Ignoro cómo anda hoy Freud en cuanto a prestigio, pero antes, al menos en el pretendido círculo bohemio en el que yo me movía en el tardofranquismo, se le citaba bastante. Lo del psicoanálisis con la asociación onírica tenía su buen tirón, podías dejar a alguien de inmediato con la boca abierta si señalabas lo del sueño y su emergencia reprimida, y no digamos eso otro de la dicotomía eros/tánatos y sus respectivas pulsiones, uf: daba bastante juego mientras tomabas un café negro y estirado en cualquier tugurio del Carmen, aquel espacio que queríamos ver como nuestro (provinciano) Quartier Latin.

Jung era otro cantar, más elitista. Mencionar lo de los arquetipos, lo del inconsciente colectivo y otros alrededores, ya era para nota. Para nota alta. Era más críptico y quizá más sugerente que el austriaco. Había que ser cauto, no fuese que, en el turno de esa sesión, se hubiera colado un estudiante de psicología entre los demás tertulianos y te sacara los colores.

También solía hablarse, si asistíamos a una proyección de cineclub, de la dialéctica subyacente (sic) en el discurso de Ingmar Bergman, o del animismo proactivo (sic) en la cosmovisión de Akira Kurosawa. Cuestiones de esa índole, de esa envergadura. Sin duda, forzábamos el coloquio, normalmente dirigido por alguien que fumaba en pipa y vestía camisa blanca, para trasplantar el mensaje empático que nos enviaba, por ejemplo, el Bertolucci de ‘El conformista’ o el de ‘La estrategia de la araña’, a nuestro propio, miserable y cutre escenario histórico. Vaya época en la que la opción de vida se reducía al radical y exigente binarismo, al blanco o al negro.

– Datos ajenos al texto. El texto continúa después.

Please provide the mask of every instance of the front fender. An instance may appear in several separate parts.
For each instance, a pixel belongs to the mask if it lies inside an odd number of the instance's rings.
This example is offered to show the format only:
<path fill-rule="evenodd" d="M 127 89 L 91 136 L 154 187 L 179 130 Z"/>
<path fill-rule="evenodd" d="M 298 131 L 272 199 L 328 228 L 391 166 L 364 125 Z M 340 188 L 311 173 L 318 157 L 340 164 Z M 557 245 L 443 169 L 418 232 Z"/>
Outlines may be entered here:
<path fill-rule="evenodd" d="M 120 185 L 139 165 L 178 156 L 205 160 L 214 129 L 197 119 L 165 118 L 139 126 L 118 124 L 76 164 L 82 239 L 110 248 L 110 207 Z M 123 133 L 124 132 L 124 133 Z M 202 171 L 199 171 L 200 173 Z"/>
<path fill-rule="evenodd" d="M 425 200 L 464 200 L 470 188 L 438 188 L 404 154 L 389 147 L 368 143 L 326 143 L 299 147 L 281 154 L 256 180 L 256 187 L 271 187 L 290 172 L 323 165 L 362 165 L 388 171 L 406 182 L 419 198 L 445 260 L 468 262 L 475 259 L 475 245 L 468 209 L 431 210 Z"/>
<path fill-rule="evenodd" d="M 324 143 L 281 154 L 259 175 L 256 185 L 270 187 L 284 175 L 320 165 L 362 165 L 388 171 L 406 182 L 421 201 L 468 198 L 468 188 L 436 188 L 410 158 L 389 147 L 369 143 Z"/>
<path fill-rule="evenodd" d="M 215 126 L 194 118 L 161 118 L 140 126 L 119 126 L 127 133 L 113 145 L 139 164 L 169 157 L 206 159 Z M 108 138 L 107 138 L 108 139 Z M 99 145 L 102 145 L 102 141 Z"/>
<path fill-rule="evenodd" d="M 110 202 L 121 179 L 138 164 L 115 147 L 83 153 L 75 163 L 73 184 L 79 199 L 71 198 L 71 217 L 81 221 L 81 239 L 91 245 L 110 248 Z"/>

Como se sabe, eran tiempos de expectación, especialmente desde la Navidad del 73, tras el atentado mortal de Carrero, el delfín, en la calle Claudio Coello de Madrid. Se tendía a politizar cualquier atributo que pudiera servir para ulcerar el régimen, un régimen que ya agonizaba. Por entonces se interiorizaba que todos, o la gran mayoría, remaban en el mismo sentido, hacia la democratización del país, y ahí quedó, ya muerto Franco, como símbolo -algo romo si se quiere, pero símbolo al fin y al cabo-, el Club Siglo XXI con Fraga y Carrillo compartiendo micro en 1977.

¿Adónde quiero llegar? La verdad es que no lo sé con precisión. He iniciado, como en tantas ocasiones, esta recatada reflexión sin brújula, desovillando la madeja poco después de ver la última sesión del Congreso de este reino compartido en el que habitamos los españoles, y compruebo que aflora entre sus intersticios una nostalgia por aquellos años. Sostenía un poeta inglés del siglo XIX, y acertaba, que la emoción no surge de la experiencia acontecida sino al evocar, al recordar, aquella experiencia. Que sería, retorciendo ese planteamiento: nunca puedo sentir nostalgia por el franquismo, solo puedo sentirla de mí y de los momentos pasados que rescato con la escritura.

No se trata de sacralizar aquellos días que mezclaban a distinta proporción petulancia, épica y tedio, un tedio, por cierto, creativo, sino de constatar la escasa relación entre lo que usted o yo o aquel que cruza en este instante la calle (lo veo desde mi ventana, solo tengo que alargar el cuello) y las maniobras enlodadas que algún político, en especial ese político para quien la cosa siempre va mal, ese político al que le ganan ya la partida desde dentro de su propia madriguera y se le nota, expresa. No todo vale en la estrategia política, hay que activar también la autocensura de las formas, esa que punteaba Freud. ¿O era Jung?